Addressing Barriers & Other Interventions Confirm the interventions identified previously with the patient. If barriers have been identified for specific plans or goals, with the Goal or Intervention (Plan) highlighted, check the box (es) for the barrier related to Goal or Plan and click Include Barriers to Goal or Include Barriers to Plan. Ex. Under Referral to Housing Search Help agency (Plan), adding Language barrier (Barrier) Review the interventions to ensure that plans have been addressed appropriately: All patients should have a self-management plan. The plan can include Maintain a blood sugar log or other self-management plans. In the Comments field document if the patient has the necessary equipment, understands frequency of testing and when to notify the provider. All patients who are prescribed medications should have Take medications as prescribed with patient compliance, understanding and need for refills addressed and documented in the Comments section. 1. Update the Care Plan to be included in today s Encounter (please do not include Behavioral Health care plans) a. In the Care Plans & Goals screen, click Include in H&P b. Click Include All Detailed. Click OK.

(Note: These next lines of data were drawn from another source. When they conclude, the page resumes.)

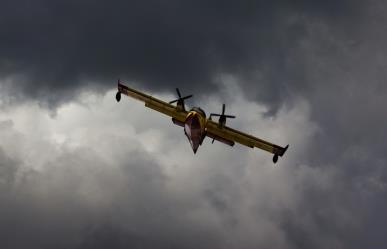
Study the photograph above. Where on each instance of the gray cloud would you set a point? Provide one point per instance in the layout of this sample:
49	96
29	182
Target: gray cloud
49	49
328	192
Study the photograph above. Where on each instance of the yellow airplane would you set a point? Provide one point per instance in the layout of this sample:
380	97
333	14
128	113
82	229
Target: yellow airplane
197	126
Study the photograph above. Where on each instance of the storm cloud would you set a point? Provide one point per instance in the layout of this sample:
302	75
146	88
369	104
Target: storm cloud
99	174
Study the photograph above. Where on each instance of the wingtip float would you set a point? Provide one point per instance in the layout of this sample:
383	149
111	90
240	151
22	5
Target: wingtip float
197	126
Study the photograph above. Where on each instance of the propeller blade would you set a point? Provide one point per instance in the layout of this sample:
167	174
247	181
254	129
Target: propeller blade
178	92
187	97
173	101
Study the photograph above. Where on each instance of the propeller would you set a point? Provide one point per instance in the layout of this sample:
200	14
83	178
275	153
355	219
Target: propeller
222	117
180	100
118	95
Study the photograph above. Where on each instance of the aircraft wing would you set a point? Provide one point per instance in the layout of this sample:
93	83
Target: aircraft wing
231	135
153	103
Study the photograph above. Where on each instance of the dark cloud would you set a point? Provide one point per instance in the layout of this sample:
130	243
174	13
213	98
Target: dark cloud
328	53
51	49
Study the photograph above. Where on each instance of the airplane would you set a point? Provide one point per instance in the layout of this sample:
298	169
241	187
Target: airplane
197	126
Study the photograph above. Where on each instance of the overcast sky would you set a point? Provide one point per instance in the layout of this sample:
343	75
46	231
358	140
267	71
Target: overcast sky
79	170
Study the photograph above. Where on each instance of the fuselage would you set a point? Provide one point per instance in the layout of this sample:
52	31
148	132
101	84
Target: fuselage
194	127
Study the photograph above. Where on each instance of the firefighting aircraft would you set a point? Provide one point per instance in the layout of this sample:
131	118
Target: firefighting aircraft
197	126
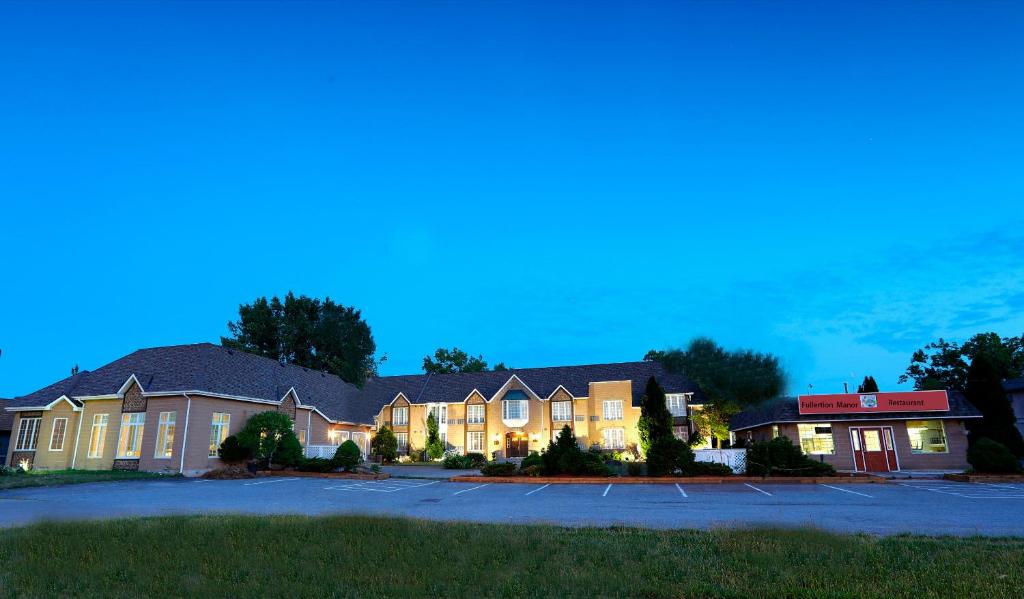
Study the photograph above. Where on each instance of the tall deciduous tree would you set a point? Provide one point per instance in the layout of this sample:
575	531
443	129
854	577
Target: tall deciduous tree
731	380
655	420
868	386
308	332
984	389
455	360
944	365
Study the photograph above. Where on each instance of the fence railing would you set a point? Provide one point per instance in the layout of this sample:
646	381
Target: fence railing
734	459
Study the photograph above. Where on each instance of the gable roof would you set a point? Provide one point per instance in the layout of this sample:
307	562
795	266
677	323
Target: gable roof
786	410
543	381
205	368
1014	385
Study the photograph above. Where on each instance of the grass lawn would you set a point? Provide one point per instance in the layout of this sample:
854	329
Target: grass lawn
51	477
240	556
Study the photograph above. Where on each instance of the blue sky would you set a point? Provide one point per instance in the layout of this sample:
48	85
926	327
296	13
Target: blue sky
543	183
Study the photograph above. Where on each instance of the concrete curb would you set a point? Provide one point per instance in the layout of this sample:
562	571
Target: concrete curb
338	475
985	477
666	479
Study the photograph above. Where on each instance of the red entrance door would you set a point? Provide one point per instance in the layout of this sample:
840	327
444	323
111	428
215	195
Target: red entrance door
872	448
516	445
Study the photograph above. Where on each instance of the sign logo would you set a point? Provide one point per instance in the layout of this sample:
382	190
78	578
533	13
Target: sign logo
875	402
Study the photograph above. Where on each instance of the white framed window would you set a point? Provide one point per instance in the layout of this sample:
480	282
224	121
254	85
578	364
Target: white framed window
613	410
97	437
515	410
165	435
614	438
561	411
676	403
57	434
474	441
927	436
219	424
399	416
816	439
474	414
130	442
28	434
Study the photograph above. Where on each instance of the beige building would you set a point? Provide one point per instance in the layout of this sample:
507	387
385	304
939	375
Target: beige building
168	409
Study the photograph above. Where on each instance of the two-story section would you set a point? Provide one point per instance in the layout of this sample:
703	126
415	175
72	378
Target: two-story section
510	414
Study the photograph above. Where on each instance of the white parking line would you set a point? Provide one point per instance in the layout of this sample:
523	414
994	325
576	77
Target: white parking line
847	490
269	481
757	489
537	489
471	488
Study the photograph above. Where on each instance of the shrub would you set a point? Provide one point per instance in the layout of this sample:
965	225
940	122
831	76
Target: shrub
988	456
535	470
780	457
458	462
289	451
708	469
668	455
385	444
264	432
346	456
532	460
232	453
498	469
314	465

Providing Patient Education & Updating Treatment Plan For patients experiencing homelessness - The nurse/chw is responsible for tracking any patient who is experiencing homelessness until housed and stable. Once the patient is housed and stable, resolve the diagnosis by going to patient s face sheet. Click once on the diagnosis to highlight it and right click on it. Chose the option Resolve. For patients with Diabetes Mellitus Review the chart for compliance with the following recommendations: a. Diabetes Education visit with RN yearly, if patient is interested b. Influenza vaccine yearly c. Pneumococcal vaccine once with booster in Within 5 years d. Lab work: i. Urine microalbumin: creatinine ratio yearly, unless abnormal ii. Non-fasting lipid panel - yearly iii. Basic Metabolic Panel (BMP) yearly iv. HGBA1C every 3 months if last HGBA1C was 7.0 or greater v. HGBA1C every 6 months if last HGBA1C was less than 7.0 If the patient is due for any of the listed orders, go to Assessment and Plan and use the Short Lists for PCMH and then Diabetes mellitus. Click on the appropriate order for the needed care to include in the note. Discuss with the patient the plan to complete any order included in the note. For patients in the MAT program o Provide Narcan Education o Schedule/Order Urine Toxicology Testing

Refer to the population care management protocol for other specific items for follow-up along with timelines for each item. Setting up a schedule for Follow-up Be sure to make a plan on when you will either call the patient back to check-in on progress or participate in the next office visit at the health center Document in the appropriate Plan. Also document the plan for follow-up on the Followup tracking sheet located in P:\Clinical Info\Nursing\Advanced Care Management. If the patient states they would not like care management support, include a goal specific to the person and document the decline of support by selecting the appropriate dropdown of Patient Engagement. Offer the patient to check-in in 3-6 months and document in the plan. Provide the written care plan to the patient / family / caregiver 1. Submit the encounter to the usual provider and provide treatment plan in writing to patient/family/care giver a. In the History & Physical Screen, review the information that you ve included in the encounter. b. Click Bill.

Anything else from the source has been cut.